Giderek insanlar silahlanma ihtiyacı duymaktadır. Yakında devletin kendisini korumadığını hissedenlerin temin ettikleri silahlarla adalet arayacaklarını söyleyebiliriz. Kendi istek ve arzularını sorumsuzca temin ettikleri silahlarıyla sağlamaya çalışan bireylerin oluşturduğu bir sosyal düzeni kentlerde hayal etmek güç ama kırsal alanda malesef gelinen nokta bundan ibaret.
Bir siyasi parti çıkıp koruyucu sistemini savunabiliyor.Onlara sahip çıkmak adına koruyucuların işledikleri cinayetleri de makul ve meşru karşıladığını beyan ederek destek veriyor.
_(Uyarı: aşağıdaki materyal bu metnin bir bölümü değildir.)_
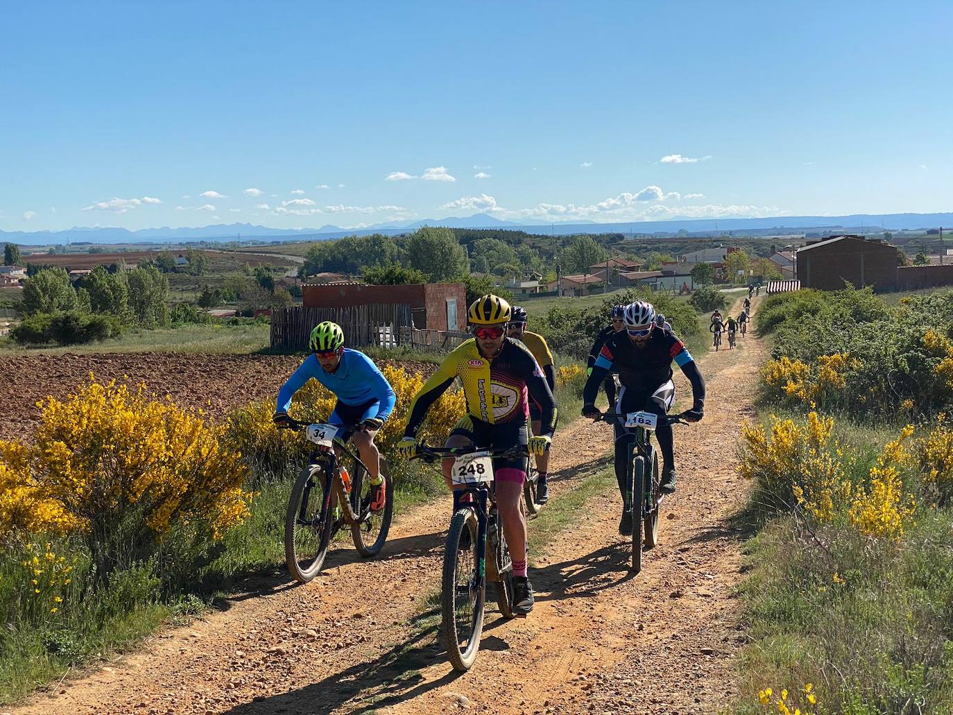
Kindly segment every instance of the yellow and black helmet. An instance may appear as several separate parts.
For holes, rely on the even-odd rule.
[[[471,325],[507,323],[512,316],[513,310],[507,301],[489,294],[474,300],[467,311],[467,320]]]
[[[313,353],[326,353],[344,345],[344,331],[337,323],[325,320],[311,332],[308,347]]]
Jandarma ,asker ya da polis düzeni sağlayamıyor bir sağlayalım diyor . Devleti savunmuyor eli silahlı milyonların düzenini savunuyor.Hukuk ya da bireysel özgürlükler anlamında tek kelime yok .Geçmişinde Maraş olayları gibi,Sivas ve Trabzon olayları gibi şaibeli sicili olan bir parti eli silahlı kontrolsüz gücü savunuyor.
Bu coğrafyada yaşayan insanların onulmaz üçlü çelişkisi her yanı sararken kimi siyasi partiler güvenlik gücü oluşturmaya çalışıyor,devlet şaşkın,vatandaş şaşkın .
Hukuk ve bireysel özgürlükler yolunda ilerleme kaydedilmesi gerekirken demokrasinin zemini kayıyor; özel güvenlik birimlerinin kontrolsüz hukuksuz zeminine doğru kayıyoruz.
İşte öylesine bir cumhuriyete doğru bizi sürüklemek isteyenler var.
Aşiret cumhuriyeti olma yolunda ilerliyoruz.